Editorial: No more forbearance

By: | Published: January 31, 2015 12:52 AM

RBI mustn’t relax deadline on restructured assets

Going by the data, there doesn’t appear to be much of a let up in the financial stress in corporate India. As FE reported last week, between April and December, 2014, the corporate debt restructuring (CDR) cell approved loan recasts worth some R50,200 crore. While that may seem a shade better than the R1 lakh crore worth of restructuring in FY14 and the R78,000 crore in the previous year, the number isn’t small. Moreover, there are a couple of large recasts expected in the current quarter which could take the total to well beyond what it was in FY13. One reason there could be a rush of referrals in the current quarter is because it will become more expensive for banks to hold restructured assets in their portfolios from April when RBI withdraws forbearance.

From fiscal 2016, lenders will need to classify a restructured loan as non-performing assets (NPAs) and set aside a much higher 15% by way of provisions as compared with the current 5%. Which is why bankers are keen to push forward the deadline to March 2016; lenders are reportedly meeting under the aegis of the Indian Banks Association (IBA) to request the central bank to ask for a breather.

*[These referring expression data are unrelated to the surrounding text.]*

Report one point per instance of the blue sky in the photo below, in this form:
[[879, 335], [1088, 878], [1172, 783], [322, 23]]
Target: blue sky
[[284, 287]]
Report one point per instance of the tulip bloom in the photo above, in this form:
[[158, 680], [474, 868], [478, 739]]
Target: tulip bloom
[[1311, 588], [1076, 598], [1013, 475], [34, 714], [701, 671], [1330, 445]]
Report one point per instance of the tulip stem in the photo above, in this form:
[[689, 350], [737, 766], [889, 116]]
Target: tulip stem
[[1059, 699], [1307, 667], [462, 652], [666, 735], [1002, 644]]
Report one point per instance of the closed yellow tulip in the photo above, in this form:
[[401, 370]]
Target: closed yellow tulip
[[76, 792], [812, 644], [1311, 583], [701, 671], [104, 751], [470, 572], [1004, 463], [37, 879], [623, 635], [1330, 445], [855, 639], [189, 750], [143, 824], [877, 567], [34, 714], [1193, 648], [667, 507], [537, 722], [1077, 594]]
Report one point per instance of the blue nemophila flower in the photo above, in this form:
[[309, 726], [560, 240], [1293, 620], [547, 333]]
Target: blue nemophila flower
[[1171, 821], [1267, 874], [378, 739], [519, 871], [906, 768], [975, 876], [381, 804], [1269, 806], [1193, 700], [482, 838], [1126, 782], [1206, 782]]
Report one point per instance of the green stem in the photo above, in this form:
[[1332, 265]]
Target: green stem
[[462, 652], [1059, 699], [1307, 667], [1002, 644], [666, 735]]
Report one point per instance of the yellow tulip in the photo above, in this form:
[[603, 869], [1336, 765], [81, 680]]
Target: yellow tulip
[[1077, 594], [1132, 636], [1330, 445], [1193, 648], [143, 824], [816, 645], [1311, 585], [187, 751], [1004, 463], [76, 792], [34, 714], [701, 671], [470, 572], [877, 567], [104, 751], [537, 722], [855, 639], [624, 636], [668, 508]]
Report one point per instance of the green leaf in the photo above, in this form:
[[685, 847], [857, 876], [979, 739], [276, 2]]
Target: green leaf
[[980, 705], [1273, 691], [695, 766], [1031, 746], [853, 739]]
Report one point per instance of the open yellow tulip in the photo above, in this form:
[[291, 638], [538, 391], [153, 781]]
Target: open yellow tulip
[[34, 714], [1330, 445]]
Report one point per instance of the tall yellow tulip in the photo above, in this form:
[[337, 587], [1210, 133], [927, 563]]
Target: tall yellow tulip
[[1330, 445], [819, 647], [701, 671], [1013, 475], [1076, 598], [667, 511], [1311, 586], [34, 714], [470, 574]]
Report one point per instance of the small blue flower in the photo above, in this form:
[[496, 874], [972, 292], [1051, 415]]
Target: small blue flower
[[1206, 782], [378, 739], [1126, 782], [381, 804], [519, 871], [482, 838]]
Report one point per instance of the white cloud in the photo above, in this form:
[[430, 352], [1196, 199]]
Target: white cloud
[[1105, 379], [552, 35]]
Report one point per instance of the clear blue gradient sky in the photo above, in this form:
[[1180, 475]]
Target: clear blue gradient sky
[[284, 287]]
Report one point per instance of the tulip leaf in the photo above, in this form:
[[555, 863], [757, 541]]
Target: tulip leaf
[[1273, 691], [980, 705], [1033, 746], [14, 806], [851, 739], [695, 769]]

The central bank, for its part, has indicated it would not like to persist with forbearance and for the right reasons; it has pointed out that such leniency, over long periods, could result in moral hazard. Indeed, while there is no doubt a sluggish economy has dampened the demand for both consumer or capital goods leaving cash flows of companies, especially those for mid-sized and smaller firms crimped, it is also true that banks have been rather lax with their credit appraisals. It is a difficult situation because the finances of companies, large and small, are likely to remain strained at least for another year and therefore, NPAs could go up. In fact, between April and September, 2014, most of the requests for debt recasts have come from smaller corporates which is why bankers aren’t willing to call out the peak of the NPA cycle just yet. The new rules for restructured assets are also one reason banks aren’t willing to fund stalled projects where the cost overrun is more than 10%; the exposure, in such cases, would automatically become a restructured asset. However, while banks may be right in asking for some discretion, especially for small amounts, RBI should stay with its stand. Too much dispensation can only hurt credit discipline.